Kids will delight both music lovers and the Lorax when they create original Seussical instruments out of items from the recycling bin! Make enough instruments to form a family or neighborhood Boom Band or get everyone to play and parade up and down Mulberry Street!
What you’ll need:
- items from the recycling bin (plastic bottles with a short neck, collar, and lip; cardboard tubes; plastic caps with extended nozzles)
- items from the shed, garage or hardware store (garden hose or plastic tubing; funnels)

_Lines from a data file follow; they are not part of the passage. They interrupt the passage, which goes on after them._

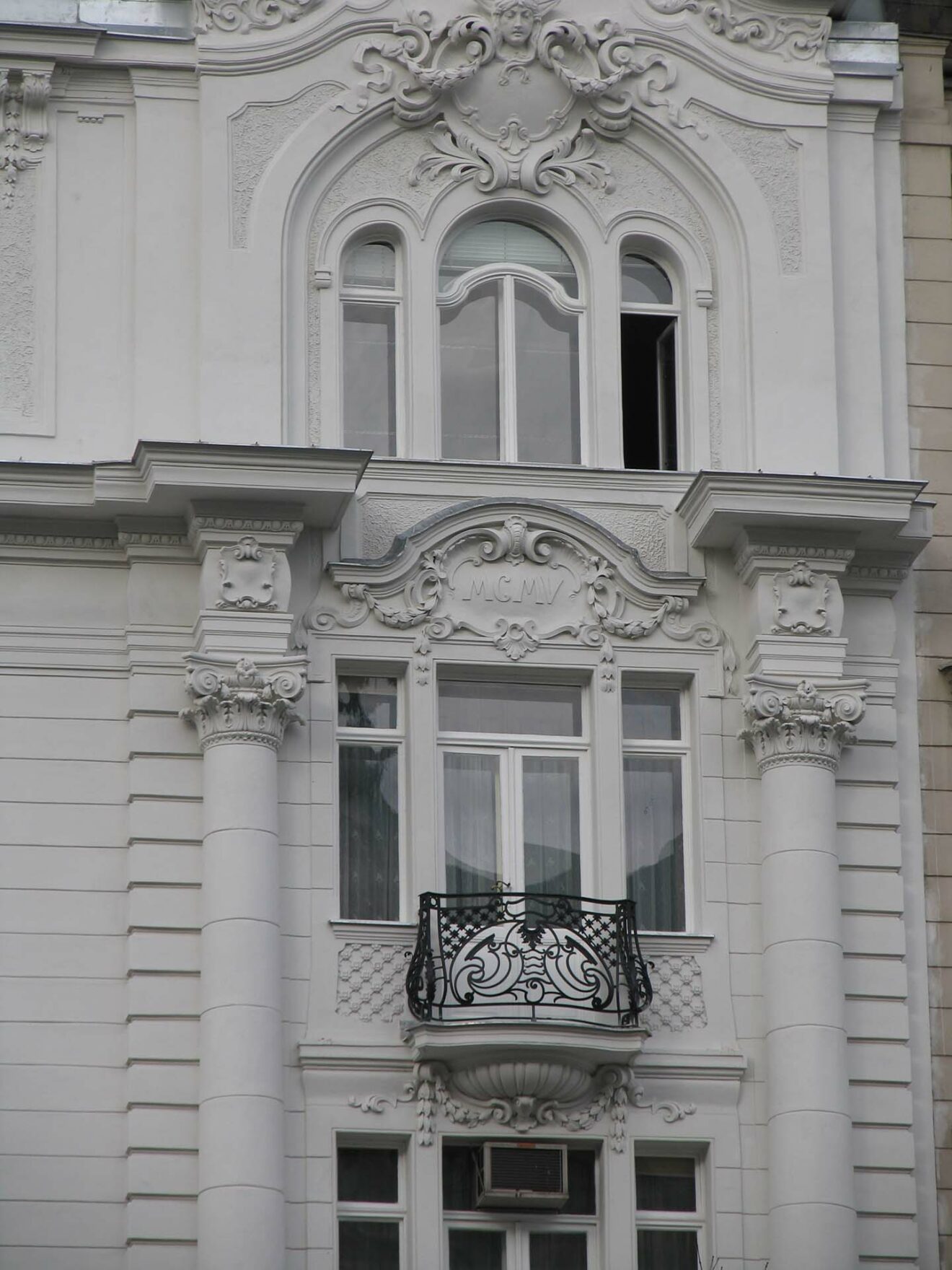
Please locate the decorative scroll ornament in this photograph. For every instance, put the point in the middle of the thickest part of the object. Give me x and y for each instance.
(790, 36)
(518, 584)
(803, 724)
(521, 98)
(23, 123)
(800, 603)
(243, 704)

- poster board or construction paper
- Dr. Seuss titles such as Horton Hears a Who!, The Sleep Book, Happy Birthday to You!, Did I Ever Tell You How Lucky You Are?, and If I Ran the Circus
- masking tape, painter’s tape, or duct tape
- paint, glitter, stickers (optional)
- scissors and craft knife
Directions:
Read together and seek design inspiration from the three-nozzled bloozer, one-nozzled noozer, the Birthday Horn, the Hinkle-Horn, the Poggle Horn and other brass instruments created by Dr. Seuss.

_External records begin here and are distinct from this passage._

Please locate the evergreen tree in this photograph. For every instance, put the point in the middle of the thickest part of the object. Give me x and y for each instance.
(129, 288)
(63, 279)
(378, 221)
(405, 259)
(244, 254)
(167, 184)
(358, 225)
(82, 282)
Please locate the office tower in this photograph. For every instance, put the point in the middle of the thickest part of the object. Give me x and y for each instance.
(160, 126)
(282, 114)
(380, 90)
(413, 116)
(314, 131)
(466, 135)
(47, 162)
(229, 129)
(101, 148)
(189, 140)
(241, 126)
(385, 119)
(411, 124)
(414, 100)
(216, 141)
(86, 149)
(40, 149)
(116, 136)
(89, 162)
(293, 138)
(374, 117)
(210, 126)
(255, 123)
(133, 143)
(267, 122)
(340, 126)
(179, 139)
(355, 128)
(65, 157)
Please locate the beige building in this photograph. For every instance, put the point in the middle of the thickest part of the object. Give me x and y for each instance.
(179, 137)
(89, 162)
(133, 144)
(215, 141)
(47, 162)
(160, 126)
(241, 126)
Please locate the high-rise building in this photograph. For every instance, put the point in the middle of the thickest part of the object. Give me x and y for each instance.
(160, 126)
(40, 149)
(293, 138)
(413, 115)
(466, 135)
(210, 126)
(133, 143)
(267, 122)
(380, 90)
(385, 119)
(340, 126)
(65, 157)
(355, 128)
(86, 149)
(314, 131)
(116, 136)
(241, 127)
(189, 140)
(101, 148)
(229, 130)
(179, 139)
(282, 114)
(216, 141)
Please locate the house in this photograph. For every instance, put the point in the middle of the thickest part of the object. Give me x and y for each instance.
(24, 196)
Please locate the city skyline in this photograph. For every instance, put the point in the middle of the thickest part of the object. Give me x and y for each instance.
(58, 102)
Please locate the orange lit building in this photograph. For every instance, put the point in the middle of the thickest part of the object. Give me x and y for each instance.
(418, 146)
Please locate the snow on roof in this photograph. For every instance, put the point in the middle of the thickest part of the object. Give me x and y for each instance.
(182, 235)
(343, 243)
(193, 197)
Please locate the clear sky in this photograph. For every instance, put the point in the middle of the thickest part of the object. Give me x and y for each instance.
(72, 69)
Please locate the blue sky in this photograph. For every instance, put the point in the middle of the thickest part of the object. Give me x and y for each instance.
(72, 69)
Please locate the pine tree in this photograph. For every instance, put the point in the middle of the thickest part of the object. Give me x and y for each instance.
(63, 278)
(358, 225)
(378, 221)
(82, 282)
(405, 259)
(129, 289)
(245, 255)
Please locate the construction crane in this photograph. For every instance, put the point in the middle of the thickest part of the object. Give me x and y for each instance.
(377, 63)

To build an instrument that will produce sound, it will need to have a mouthpiece and a funnel-shaped bell. The tubes or pipes that connect the mouthpiece to the bell won’t have valves like a traditional brass instrument, but they will help channel the sound and when twisted and turned, look extremely Seussian!

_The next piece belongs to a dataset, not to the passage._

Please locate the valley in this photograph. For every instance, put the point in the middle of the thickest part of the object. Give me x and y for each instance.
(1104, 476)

It is a good idea to have kids sketch an idea for their instrument first. But before they start drawing, have them take a look at the materials available for building.
If you’re relying on items from the recycling bin, have kids tape cardboard tubes together into the desired shape and length. Form a bell by making a cone from the posterboard and attaching it to one end of the tube using tape. On the other end, secure a mouthpiece that’s made from the top of a plastic bottle. To make the mouthpiece, an adult should use a craft knife to cut around the shoulder of the bottle. Fit this piece snugly into the instrument tube and secure with tape. The neck, collar, and lip of the bottle should protrude from the tube for blowing.
For making an instrument with items from the shed or garage, an adult should cut a desired length of clean hose or tubing. Kids can fit the stem of a funnel onto one end. The stem can either fit into the tube or the tube can fit into the stem. Secure with tape. Add a mouthpiece to the other end. A plastic cap with an extended nozzle works well as the nozzle tip can be fitted into the tube. Use tape to secure interesting coils and loops shaped from the tubing.
Before kids start blowing their instruments, have them practice buzzing their lips together as if they are blowing a “raspberry.” When they make this noise into the mouthpiece, it vibrates and produces the instrument’s sound!
Let kids use paint or glitter to decorate their instruments. Then strike up the band!